Was einer Frau in Hessen passierte, ist eine Horrorvorstellung für viele Menschen: Nachdem sie bereits eine Zeit mit dem Bus unterwegs gewesen war, musste sie auf der Fahrt im Mittelhesse-Express Richtung Frankfurt dringend aufs Klo. Doch wie sie später der Hessenschau berichtete, waren an jenem Tag im Juni sämtliche Toiletten im Zug verschlossen.

In ihrer Verzweiflung stellte sie sich laut eigenen Angaben in eine Ecke - "und dann ist es einfach gelaufen". Für sie war es eine erniedrigende Erfahrung - der Ausfall von Zugtoiletten jedoch ist keine Ausnahme.

Toilettenausfälle keine Seltenheit

Gegenüber der Hessenschau äußerte sich auch Klaus Zecher vom Fahrgastverband ProBahn. Demnach sind Toilettenausfälle bei der Bahn generell keine Seltenheit. Durch das 9-Euro-Ticket habe sich die Lage nochmals verschärft - schließlich seien die Toiletten oft gar nicht kaputt, sondern voll. Bei einer hohen Zugauslastung kann dies naturgemäß häufiger vorkommen.

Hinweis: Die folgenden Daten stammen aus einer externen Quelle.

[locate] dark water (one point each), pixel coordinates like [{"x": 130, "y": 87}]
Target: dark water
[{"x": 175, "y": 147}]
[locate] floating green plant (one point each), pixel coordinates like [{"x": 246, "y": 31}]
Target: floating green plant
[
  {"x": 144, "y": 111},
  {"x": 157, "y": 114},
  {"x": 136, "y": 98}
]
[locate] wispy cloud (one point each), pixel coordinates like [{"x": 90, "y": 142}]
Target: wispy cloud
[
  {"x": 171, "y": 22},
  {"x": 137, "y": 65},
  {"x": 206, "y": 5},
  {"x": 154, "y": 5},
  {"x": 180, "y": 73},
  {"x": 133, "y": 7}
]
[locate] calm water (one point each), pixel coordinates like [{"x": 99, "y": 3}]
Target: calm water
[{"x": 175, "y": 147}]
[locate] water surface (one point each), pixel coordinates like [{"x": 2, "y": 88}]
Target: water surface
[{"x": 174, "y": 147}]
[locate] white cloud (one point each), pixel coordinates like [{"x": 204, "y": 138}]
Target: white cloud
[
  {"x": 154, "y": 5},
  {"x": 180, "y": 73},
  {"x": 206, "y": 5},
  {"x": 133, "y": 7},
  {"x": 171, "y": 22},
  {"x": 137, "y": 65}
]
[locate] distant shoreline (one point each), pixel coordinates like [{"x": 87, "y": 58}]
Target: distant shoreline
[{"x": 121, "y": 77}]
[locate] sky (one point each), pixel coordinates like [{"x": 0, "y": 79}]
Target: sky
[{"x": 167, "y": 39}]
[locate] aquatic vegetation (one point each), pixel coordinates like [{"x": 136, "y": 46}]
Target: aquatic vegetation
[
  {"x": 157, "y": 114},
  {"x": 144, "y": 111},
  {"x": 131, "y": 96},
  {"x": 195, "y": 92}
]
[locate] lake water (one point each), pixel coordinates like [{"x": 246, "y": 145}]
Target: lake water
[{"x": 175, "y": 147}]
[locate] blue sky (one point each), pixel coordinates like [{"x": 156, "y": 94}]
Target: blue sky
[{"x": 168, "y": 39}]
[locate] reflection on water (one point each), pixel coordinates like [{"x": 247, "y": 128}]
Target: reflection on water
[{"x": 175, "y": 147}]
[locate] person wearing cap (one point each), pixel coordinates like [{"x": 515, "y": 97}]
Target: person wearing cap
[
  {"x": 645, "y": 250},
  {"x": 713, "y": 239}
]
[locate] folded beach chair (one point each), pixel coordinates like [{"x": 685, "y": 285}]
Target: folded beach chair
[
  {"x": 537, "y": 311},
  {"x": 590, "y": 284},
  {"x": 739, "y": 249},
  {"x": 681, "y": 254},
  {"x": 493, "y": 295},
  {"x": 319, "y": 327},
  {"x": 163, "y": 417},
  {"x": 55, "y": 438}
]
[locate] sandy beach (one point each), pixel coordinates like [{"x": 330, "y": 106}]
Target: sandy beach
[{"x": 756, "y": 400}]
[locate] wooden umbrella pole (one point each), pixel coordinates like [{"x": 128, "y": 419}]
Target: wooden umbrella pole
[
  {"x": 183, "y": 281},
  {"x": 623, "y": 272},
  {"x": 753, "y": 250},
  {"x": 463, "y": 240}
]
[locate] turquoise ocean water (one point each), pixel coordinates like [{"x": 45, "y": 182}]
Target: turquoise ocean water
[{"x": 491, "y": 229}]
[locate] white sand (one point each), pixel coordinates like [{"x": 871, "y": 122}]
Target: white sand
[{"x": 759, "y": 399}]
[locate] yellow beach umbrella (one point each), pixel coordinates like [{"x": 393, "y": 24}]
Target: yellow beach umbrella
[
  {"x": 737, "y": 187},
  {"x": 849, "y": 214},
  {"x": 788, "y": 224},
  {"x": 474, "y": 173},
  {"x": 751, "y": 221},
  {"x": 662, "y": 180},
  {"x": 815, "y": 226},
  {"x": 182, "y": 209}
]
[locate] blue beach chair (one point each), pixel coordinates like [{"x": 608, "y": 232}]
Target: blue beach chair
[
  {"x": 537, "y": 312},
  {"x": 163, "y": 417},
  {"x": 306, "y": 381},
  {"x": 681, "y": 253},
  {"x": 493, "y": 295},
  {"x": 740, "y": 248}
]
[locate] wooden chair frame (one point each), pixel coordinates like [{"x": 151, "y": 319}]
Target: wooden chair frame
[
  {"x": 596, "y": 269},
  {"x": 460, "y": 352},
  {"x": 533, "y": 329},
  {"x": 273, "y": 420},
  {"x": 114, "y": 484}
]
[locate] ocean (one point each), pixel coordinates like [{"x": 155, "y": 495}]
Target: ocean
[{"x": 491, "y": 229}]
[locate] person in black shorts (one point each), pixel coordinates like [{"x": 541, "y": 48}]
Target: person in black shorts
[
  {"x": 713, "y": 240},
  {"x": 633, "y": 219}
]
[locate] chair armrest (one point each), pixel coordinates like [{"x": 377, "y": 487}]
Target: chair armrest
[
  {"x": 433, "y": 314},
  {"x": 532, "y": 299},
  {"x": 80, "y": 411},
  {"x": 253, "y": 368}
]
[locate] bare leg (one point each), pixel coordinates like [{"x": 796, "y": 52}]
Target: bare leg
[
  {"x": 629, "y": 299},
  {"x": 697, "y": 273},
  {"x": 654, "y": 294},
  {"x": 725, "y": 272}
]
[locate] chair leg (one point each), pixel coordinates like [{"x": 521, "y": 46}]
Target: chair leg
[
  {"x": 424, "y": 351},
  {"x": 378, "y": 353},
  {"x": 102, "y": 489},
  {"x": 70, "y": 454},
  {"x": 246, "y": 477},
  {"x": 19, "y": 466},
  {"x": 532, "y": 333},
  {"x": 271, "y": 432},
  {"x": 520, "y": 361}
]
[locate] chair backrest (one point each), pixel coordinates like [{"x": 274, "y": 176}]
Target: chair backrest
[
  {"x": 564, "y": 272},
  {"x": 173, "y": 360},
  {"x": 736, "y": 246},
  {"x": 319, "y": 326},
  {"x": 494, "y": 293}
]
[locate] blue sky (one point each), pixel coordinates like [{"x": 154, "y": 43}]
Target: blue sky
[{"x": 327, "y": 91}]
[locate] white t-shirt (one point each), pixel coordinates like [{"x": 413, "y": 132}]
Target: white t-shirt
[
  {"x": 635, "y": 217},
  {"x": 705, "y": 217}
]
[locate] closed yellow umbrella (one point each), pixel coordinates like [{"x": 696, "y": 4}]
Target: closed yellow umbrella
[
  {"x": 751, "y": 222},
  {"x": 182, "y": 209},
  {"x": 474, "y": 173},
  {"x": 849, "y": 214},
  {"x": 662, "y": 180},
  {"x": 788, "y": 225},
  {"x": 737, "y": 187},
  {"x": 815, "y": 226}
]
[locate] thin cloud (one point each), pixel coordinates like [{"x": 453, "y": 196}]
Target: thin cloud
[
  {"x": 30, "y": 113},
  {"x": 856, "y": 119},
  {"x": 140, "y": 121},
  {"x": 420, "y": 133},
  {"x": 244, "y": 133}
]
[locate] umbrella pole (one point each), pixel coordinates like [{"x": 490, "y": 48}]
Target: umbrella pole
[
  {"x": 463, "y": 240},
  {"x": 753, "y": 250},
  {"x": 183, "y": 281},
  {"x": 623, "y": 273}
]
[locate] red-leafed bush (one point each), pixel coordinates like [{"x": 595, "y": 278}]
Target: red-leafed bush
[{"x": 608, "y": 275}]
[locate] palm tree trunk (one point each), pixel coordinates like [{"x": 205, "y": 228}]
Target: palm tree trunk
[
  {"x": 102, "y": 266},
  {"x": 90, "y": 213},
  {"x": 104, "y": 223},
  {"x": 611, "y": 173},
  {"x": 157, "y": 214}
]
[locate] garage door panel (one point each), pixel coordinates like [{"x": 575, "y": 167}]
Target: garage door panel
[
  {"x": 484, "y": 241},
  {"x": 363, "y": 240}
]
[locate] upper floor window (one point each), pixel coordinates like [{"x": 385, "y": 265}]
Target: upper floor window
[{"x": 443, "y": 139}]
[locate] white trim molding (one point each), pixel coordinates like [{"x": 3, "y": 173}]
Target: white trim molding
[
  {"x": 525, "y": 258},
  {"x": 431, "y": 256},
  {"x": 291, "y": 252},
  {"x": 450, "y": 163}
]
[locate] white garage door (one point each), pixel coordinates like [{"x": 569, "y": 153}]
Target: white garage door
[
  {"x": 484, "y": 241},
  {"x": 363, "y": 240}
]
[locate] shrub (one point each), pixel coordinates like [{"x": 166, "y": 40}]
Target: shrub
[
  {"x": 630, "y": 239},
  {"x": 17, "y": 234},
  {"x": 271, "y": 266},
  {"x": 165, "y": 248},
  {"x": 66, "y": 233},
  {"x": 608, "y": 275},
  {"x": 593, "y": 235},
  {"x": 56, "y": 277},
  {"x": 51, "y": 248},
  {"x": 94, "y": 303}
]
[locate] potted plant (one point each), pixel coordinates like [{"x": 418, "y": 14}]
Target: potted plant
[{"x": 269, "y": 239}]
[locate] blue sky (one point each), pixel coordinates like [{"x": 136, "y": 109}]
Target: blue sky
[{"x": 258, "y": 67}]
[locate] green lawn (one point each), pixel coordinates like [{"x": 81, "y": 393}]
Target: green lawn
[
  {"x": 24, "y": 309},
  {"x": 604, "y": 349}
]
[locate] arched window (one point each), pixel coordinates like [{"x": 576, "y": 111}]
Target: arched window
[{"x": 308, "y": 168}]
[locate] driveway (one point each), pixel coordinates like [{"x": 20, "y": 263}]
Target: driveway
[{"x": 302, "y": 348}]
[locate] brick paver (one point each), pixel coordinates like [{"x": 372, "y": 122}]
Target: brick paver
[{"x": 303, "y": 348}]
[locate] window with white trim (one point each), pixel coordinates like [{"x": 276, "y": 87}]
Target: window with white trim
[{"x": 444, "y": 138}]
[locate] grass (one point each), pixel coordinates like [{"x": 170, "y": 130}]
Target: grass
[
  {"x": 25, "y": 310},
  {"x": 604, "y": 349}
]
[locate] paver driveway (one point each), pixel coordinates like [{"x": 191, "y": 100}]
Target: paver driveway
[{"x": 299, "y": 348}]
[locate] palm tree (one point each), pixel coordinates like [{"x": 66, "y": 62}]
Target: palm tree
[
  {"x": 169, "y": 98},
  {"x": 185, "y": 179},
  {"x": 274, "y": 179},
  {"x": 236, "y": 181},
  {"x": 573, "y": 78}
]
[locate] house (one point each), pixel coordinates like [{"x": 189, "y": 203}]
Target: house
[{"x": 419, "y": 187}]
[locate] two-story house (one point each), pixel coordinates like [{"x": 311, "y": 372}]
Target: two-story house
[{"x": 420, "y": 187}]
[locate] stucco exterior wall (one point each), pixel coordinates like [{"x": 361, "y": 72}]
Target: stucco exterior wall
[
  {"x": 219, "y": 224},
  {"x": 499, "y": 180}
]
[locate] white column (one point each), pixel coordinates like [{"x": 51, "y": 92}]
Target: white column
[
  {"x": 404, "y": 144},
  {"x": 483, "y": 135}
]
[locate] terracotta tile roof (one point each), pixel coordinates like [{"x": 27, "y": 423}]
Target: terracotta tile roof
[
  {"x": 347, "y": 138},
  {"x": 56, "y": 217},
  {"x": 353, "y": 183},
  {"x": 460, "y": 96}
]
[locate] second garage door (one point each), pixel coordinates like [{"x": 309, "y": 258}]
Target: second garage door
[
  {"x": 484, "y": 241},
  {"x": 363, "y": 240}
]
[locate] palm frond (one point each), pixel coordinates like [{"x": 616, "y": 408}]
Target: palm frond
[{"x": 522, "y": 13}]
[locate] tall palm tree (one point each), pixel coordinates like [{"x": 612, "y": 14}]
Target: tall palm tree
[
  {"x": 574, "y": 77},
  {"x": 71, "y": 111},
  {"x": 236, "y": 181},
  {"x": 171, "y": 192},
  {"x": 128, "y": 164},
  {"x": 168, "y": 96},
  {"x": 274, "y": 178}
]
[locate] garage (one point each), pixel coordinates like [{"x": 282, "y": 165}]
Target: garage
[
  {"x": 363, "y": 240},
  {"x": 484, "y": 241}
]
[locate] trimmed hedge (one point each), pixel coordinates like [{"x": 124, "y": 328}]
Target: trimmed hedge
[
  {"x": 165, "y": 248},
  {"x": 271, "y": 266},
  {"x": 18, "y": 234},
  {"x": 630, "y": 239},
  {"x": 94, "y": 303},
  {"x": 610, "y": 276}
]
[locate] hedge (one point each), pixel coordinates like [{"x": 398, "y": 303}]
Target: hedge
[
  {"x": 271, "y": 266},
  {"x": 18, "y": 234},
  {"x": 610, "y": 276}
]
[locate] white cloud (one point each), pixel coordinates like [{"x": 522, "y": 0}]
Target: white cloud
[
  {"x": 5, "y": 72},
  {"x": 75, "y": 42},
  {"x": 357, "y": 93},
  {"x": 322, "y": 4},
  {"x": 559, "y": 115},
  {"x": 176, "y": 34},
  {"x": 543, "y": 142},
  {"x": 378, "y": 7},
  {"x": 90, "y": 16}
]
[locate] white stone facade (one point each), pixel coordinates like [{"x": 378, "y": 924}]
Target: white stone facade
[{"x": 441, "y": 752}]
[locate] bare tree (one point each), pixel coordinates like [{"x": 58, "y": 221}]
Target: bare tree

Besonders betroffen sind momentan auch Menschen mit Behinderungen. So hätten Rollstuhlfahrer mehrfach im Einstiegsbereich bleiben müssen, da Radler die Plätze im Mehrzweckabteil belegten, erklärte der Ehrenvorsitzende des Fahrgastverbands Pro Bahn, Karl-Peter Naumann. Dadurch gelang es Reisenden mit Rollstühlen nicht, zur Toilette zu kommen.  

"Solidarität ist bei den Mitreisenden nicht mehr zu erwarten", sagte ein Sprecher der Interessenvertretung Selbstbestimmt Leben in Deutschland, einer Organisation von Menschen mit Behinderungen. Demnach berichteten mehrere betroffene Menschen, aktuell Angst zu haben, mit dem Nahverkehr zu reisen.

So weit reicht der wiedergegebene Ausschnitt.